Oikos of Christmas Day
«Τὴν Ἐδὲμ Βηθλεὲμ ἤνοιξε, δεῦτε ἴδωμεν· τὴν τρυφὴν ἐν κρυφῇ εὕρομεν, δεῦτε λάβωμεν, τὰ τοῦ Παραδείσου ἔνδον τοῦ Σπηλαίου. Ἐκεῖ ἐφάνη ῥίζα ἀπότιστος, βλαστάνουσα ἄφεσιν· ἐκεῖ εὑρέθη φρέαρ ἀνώρυκτον, οὗ πιεῖν Δαυῒδ πρὶν ἐπεθύμησεν· ἐκεῖ Παρθένος τεκοῦσα βρέφος, τὴν δίψαν ἔπαυσεν εὐθύς, τὴν τοῦ Ἀδὰμ καὶ τοῦ Δαυΐδ· διὰ τοῦτο πρὸς τοῦτο ἐπειχθῶμεν, οὗ ἐτέχθη, Παιδίον νέον, ὁ πρὸ αἰώνων Θεός .»
“Bethlehem has opened Eden, come, let us see; we have found delight in secret, come, let us receive the joys of Paradise within the cave. There the unwatered root whose blossom is forgiveness has appeared. There has been found the undug well from which David once longed to drink. There a virgin has borne a babe and has quenched at once Adam’s and David’s thirst. For this, let us hasten to this place where there has been born a little Child, God before the ages.”

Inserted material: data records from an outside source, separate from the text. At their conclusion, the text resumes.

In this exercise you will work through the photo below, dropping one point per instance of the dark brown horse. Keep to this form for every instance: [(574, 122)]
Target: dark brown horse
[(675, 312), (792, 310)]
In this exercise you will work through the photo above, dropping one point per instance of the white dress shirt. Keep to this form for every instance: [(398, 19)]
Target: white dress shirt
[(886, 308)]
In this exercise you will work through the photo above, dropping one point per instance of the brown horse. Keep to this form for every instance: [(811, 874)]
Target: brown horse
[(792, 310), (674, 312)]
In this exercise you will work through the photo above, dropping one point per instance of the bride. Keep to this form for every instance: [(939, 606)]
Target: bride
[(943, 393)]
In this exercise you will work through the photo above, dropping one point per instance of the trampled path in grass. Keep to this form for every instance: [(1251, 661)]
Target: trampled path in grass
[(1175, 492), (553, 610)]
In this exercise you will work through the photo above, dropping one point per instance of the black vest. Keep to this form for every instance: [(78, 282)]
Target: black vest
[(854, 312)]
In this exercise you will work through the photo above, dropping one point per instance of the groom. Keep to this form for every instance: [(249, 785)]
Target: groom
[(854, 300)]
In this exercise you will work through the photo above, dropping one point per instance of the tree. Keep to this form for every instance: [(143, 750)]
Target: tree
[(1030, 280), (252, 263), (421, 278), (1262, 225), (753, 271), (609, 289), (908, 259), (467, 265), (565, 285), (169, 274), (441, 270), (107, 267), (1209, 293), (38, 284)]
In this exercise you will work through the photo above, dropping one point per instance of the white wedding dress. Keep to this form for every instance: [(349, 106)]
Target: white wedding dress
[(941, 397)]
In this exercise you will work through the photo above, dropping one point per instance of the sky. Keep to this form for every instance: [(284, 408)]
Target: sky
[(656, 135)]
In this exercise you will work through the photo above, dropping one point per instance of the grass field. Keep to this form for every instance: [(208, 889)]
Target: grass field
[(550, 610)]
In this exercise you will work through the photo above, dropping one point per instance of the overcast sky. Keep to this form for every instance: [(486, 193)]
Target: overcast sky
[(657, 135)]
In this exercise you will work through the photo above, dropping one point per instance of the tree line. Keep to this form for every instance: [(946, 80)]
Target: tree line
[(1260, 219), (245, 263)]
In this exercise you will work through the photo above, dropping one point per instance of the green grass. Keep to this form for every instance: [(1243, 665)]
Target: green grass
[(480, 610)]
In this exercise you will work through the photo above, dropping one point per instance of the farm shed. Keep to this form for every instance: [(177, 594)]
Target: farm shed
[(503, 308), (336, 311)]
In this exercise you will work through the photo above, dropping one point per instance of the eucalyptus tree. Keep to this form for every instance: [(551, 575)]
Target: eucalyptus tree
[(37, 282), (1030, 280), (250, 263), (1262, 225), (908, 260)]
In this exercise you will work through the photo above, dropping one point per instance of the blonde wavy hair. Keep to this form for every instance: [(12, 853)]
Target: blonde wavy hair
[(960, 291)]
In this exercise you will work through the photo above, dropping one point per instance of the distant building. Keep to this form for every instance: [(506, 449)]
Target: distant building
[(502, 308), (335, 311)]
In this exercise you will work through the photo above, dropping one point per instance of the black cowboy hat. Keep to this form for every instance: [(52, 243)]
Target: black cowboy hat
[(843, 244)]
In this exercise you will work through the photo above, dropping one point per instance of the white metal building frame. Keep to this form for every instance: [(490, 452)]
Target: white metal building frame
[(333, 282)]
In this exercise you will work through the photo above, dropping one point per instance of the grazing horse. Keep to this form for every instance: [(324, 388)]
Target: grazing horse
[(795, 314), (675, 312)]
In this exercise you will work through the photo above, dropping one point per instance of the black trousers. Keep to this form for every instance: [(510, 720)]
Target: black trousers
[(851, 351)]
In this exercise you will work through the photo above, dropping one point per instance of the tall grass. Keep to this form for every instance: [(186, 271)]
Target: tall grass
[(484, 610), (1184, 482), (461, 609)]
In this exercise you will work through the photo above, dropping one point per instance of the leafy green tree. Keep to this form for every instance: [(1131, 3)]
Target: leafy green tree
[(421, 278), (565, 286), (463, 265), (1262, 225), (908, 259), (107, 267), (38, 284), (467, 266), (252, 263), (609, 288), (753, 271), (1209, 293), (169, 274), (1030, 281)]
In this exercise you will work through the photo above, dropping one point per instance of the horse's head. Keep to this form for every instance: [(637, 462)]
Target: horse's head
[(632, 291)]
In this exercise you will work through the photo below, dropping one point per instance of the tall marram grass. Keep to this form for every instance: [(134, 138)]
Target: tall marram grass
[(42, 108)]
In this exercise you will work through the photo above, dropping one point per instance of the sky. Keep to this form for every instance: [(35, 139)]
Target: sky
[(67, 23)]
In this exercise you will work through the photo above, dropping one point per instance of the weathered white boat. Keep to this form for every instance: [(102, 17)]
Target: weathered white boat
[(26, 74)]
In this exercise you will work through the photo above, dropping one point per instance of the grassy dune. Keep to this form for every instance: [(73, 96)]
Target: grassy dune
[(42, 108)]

This hymn is the first verse of the most famous work of St Romanos the Melodist, his first kontakion on the Nativity of Christ. The ‘unwatered root’ that St Romanos refers to is a direct reference to Isaiah 11:1, “And there shall come forth a rod out of the root of Jesse and a blossom shall come up from his root.” The imagery of the unwatered root that blossoms is not only referring to the Birth of Christ but also to the manner of His conception. St Leo the Great tells us that “this shoot signifies the Blessed Virgin Mary, who sprang from the stock of Jesse and David and was made fruitful by the Holy Spirit, bringing forth a new flower of human flesh, from a mother’s womb to be sure, but through a virgin birth.”
The reference to the undug well from which David “once longed to drink” is particularly insightful. Taken from the 2nd Book of Kingdoms, 23:13-1, it is in reference to an incident during the campaign of King David and the army of Israelites against the invading army of the Philistines. They were encamped outside Bethlehem, which the Philistine army had occupied. King David longed to quench his thirst and three of his mightiest soldiers volunteered to break through enemy lines and dig for the well which was by the gate of the city of Bethlehem.
Having secured the water, they brought it to David but he refused to drink of it, pouring it out onto the earth before God, saying, “O Lord, forbid that I should do this, that I should drink of the blood of the men who went at [the risk of] their lives.” Christ is the living water which quenched David’s and Adam’s thirst, as well as ours. The ‘blood of men’, that is, all human effort and sacrifice could never secure our salvation and offer eternal life. This was only achieved through the coming of the Living Water, Christ, “God before the ages.”